In October, chief executive Neil Bruce succeeded Robert Card, an outsider brought in after the Montreal firm faced allegations of corruption against former executives.
Bruce said on a conference call the company would invest C$50 million on a sweeping cost-cutting program that would use strategies like consolidating office space and evaluating how much staff SNC needs to execute its work.
Bruce did not explicitly announce layoffs.
"It's more of an efficiency program," Bruce told analysts.
"If we become far more efficient and we win more work then we will provide more opportunities for our talented individuals to go with us," he said.
SNC-Lavalin said its 2015 profit would be at the lower end of its previously announced range of C$1.30-C$1.60 per share.

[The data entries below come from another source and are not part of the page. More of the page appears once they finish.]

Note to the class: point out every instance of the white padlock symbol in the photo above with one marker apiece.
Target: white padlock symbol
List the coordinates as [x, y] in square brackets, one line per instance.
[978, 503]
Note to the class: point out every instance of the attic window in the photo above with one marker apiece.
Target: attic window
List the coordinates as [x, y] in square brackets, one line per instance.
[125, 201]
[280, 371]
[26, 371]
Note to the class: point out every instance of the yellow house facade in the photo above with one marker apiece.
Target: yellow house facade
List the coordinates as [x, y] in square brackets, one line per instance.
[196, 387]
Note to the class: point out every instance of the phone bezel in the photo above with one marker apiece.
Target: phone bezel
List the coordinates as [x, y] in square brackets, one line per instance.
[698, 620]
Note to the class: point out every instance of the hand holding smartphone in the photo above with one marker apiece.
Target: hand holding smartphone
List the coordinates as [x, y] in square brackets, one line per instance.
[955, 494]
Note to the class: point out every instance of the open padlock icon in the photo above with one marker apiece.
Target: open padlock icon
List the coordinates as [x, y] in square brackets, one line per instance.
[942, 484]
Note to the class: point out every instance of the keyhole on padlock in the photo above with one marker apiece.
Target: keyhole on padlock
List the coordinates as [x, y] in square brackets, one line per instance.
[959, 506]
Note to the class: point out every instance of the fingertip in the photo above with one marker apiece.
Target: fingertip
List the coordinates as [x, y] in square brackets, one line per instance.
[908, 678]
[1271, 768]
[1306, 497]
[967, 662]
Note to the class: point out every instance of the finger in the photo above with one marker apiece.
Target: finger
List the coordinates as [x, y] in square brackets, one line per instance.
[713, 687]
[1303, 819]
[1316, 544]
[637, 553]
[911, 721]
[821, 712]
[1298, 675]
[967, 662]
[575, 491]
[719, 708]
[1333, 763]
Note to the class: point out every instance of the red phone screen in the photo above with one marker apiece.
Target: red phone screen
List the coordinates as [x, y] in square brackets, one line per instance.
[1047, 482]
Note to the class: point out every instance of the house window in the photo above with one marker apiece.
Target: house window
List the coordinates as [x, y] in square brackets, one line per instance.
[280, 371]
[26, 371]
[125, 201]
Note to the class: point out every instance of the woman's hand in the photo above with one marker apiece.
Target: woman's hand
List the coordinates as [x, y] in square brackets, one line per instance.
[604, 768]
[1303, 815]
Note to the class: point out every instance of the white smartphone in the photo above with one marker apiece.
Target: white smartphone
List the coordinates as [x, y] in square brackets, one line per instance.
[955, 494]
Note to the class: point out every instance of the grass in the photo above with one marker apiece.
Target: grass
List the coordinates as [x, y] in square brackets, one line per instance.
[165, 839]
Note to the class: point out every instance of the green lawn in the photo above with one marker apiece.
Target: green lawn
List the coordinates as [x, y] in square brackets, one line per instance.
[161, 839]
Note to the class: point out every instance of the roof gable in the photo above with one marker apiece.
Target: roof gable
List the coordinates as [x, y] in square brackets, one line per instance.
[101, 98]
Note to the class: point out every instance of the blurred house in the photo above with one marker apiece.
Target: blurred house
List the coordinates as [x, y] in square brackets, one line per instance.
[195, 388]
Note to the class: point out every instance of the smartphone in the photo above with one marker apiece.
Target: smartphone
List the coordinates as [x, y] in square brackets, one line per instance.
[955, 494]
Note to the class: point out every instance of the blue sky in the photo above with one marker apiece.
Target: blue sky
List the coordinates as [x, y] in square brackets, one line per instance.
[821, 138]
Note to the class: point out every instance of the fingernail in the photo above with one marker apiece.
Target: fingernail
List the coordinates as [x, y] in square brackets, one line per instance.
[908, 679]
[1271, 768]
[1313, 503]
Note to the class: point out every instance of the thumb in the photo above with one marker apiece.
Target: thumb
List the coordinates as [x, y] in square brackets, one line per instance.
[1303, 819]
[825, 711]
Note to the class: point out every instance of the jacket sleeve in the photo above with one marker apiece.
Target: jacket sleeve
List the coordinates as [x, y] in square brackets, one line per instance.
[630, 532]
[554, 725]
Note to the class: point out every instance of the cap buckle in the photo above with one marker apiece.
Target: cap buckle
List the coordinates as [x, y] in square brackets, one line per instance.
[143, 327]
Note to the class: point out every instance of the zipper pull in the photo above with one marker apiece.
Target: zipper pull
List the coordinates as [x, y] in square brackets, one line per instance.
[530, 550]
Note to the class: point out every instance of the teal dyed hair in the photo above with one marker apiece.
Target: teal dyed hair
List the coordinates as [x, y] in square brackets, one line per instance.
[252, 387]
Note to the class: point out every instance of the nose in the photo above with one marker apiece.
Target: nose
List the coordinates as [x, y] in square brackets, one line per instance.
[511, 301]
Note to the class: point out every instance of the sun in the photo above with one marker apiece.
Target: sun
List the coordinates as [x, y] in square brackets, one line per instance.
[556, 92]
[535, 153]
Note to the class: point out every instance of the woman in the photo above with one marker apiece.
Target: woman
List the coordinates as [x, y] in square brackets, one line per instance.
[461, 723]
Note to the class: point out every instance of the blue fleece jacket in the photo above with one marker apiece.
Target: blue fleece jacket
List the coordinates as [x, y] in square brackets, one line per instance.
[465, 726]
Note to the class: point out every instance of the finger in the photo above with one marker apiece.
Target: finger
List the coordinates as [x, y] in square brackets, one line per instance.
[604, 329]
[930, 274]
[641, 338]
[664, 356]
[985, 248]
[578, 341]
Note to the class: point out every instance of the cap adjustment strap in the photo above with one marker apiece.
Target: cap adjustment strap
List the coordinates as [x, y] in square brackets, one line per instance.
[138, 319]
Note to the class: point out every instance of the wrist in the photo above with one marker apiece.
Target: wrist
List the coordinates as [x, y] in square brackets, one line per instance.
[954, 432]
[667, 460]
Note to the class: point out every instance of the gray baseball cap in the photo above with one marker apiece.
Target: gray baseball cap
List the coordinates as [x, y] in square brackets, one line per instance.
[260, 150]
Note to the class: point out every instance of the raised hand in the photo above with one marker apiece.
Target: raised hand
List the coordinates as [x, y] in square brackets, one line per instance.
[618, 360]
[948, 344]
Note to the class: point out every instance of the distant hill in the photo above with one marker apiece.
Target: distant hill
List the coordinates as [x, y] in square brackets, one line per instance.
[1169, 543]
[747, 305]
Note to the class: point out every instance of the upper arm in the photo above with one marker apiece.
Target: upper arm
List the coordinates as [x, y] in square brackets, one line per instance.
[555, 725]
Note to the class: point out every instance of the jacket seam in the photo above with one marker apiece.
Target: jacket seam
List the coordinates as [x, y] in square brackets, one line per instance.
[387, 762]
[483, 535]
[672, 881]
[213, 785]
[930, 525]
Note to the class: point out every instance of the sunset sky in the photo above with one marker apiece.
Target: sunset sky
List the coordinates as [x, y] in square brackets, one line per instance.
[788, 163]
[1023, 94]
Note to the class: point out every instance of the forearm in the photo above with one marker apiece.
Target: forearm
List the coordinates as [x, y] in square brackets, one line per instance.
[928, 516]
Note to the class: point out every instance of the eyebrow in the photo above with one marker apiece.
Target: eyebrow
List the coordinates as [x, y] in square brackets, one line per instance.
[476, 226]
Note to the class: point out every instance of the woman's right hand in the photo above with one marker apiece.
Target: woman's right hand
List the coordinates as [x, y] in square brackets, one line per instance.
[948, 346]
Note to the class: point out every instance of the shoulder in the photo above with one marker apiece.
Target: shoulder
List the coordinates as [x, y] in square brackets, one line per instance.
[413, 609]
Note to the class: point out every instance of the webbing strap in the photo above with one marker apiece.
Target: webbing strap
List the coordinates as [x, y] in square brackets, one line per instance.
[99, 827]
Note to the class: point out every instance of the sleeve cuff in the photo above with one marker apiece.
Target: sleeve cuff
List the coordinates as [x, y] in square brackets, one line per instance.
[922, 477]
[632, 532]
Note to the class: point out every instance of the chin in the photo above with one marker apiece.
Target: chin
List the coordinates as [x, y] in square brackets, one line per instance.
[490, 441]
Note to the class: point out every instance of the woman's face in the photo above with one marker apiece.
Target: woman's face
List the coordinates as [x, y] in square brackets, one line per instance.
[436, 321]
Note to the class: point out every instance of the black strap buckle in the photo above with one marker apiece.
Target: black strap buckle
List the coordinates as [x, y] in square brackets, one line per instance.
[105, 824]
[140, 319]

Revenue rose 21 percent to C$2.43 billion ($1.84 billion) in the third quarter ended Sept. 30, helped by the acquisition of British resource-sector engineering group Kentz Corp last year.
Analysts on average had estimated revenue of C$2.39 billion.
Net income attributable to shareholders rose nearly fourfold to C$224.2 million in the quarter, mainly helped by a net gain of C$145.7 million from the sale of its stake in the Ambatovy Nickel project in Madagascar in September.
On an adjusted basis, earnings were 78 Canadian cents per share, above the average analyst estimate of 50 Canadian cents, according to Thomson Reuters I/B/E/S.